The key design principle was stages, not steps. We didn't want a rigid, linear process. We wanted quality gates, places where work gets evaluated against clear criteria before it advances. Places where humans make strategic decisions about when to supervise AI closely, when to observe, and when to trust autonomous execution.

And while we built it for software development, H·AI·K·U is really a system for thinking through problems and arriving at solutions. The same structured loops work for design, product strategy, operations, and beyond. Because the core challenge is the same everywhere: when AI can execute quickly, the value shifts to how clearly you define the problem and how deliberately you validate the result.

What changed almost immediately was where our engineers spent their deep thinking time. It moved upstream, into elaboration. Into writing clear specifications that gave AI agents the context they needed to produce good work on the first pass. Into designing the validation criteria that would catch problems before they shipped. Into considering the full picture: user experience, support plan, internal tooling, production readiness.

The thing that became clear quickly is that strong communication skills translate directly into better, more consistent outcomes. The engineers who could articulate intent precisely, think through implications systematically, and write specifications that left little room for misinterpretation were the ones producing the best results. Clarity of vision, expressed as clear communication, became the highest-leverage capability on the team.

We're still early. The framework evolves constantly as AI capabilities change. But the underlying principle has held up: when implementation is cheap, the discipline of knowing what you want becomes the craft. And that discipline benefits enormously from structure, feedback loops, and deliberate human oversight at the moments that matter most.

The deep work didn't disappear. It just found a new address.

💬 Open Threads

Something to chew on, debate, or share back. Open questions for curious minds.
  • Where does your team's deep thinking happen right now? In the code editor, in planning docs, in conversation, or nowhere consistently? Has that shifted in the last year?
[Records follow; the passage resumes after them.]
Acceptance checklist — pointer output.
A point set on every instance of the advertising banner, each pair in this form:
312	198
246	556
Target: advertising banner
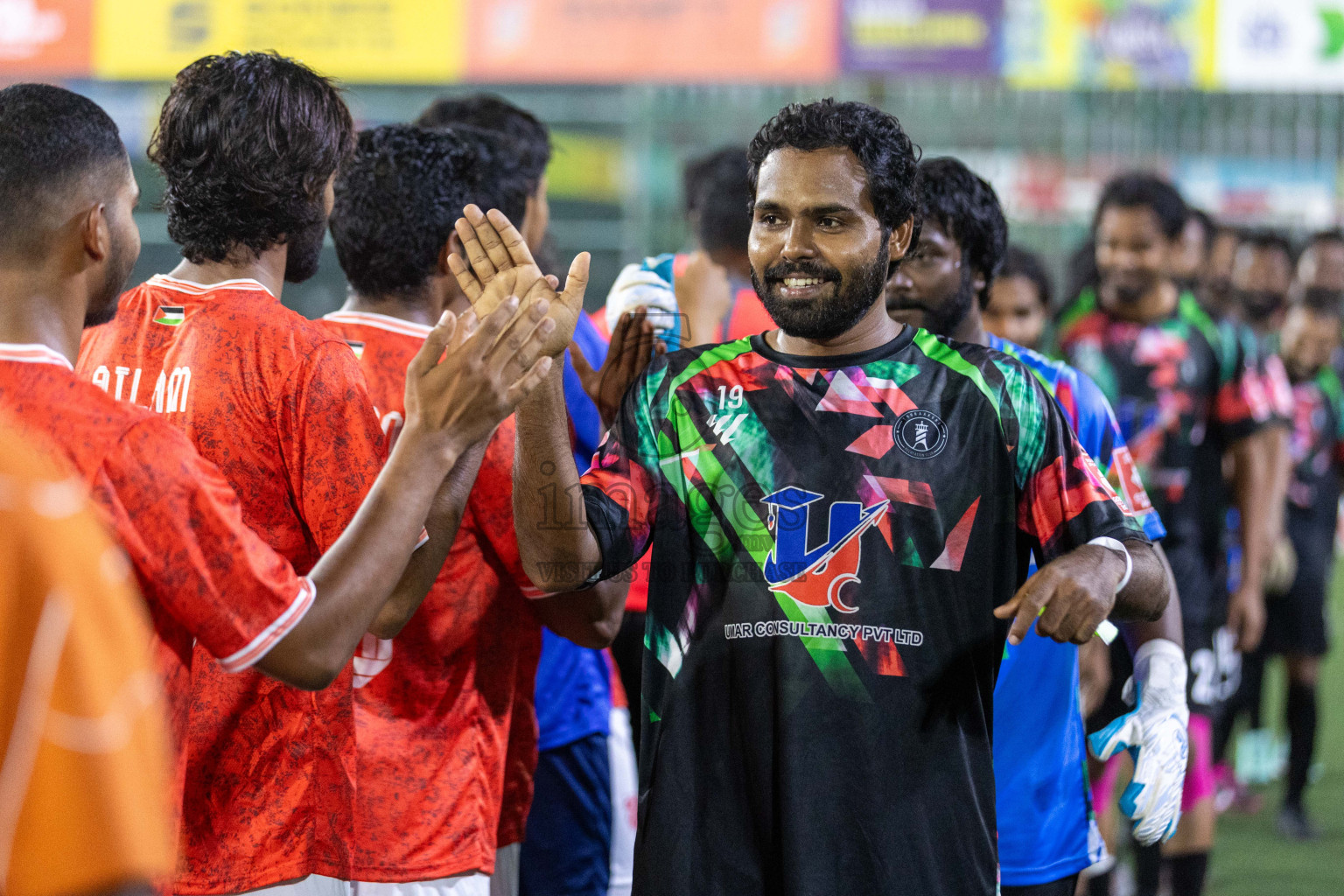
924	37
360	40
45	38
1109	43
621	40
1270	45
  • When AI generates a working feature in hours instead of weeks, how do you maintain the rigor that used to come from the slow, deliberate process of building it by hand?

  • If writing clear specifications is the new highest-leverage skill, how are you developing that skill in your engineers? Is it part of your growth framework?

  • What quality gates exist between "AI generated this" and "this is in production"? Are they enough?

  • Have you experienced cognitive debt, a system in production that nobody on the team truly understands because it was generated, not built? How did you discover it?